Elizabeth Lada is an American astronomer whose self-described research interests include "understanding the origin, properties, evolution and fate of young embedded clusters within molecular clouds".

== Life ==
Lada received her Bachelor of Science in Physics degree from Yale University in 1983 and her Ph.D. in astronomy from the University of Texas in 1990. Lada is currently Professor of Astronomy at the University of Florida.

==Recognition==
The American Astronomical Society (AAS) honored her work by awarding her the Annie J. Cannon Prize in 1992. She also was named as a Hubble Fellow during her work at the University of Maryland. She was awarded a NSF CAREER award in 1999. In 1998 she received a Presidential Early Career Award for Scientists and Engineers (PECASE).

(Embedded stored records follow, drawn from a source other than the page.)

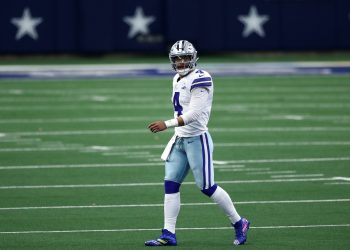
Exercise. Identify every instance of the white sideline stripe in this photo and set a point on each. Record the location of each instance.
(161, 163)
(180, 228)
(182, 204)
(217, 130)
(243, 144)
(160, 183)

She was named a Fellow of the AAS in 2023, "for pioneering the use of infrared array detectors to push ground-based infrared imaging limits and survey giant molecular clouds for obscured populations of young stars; for transformative work on a broad range of problems in star formation including constraining the initial mass function within giant molecular clouds and performing the first robust measurements of the frequency and lifetimes of circumstellar disks in young clusters; and for extensive service to the astronomical community as a member of many boards and committees".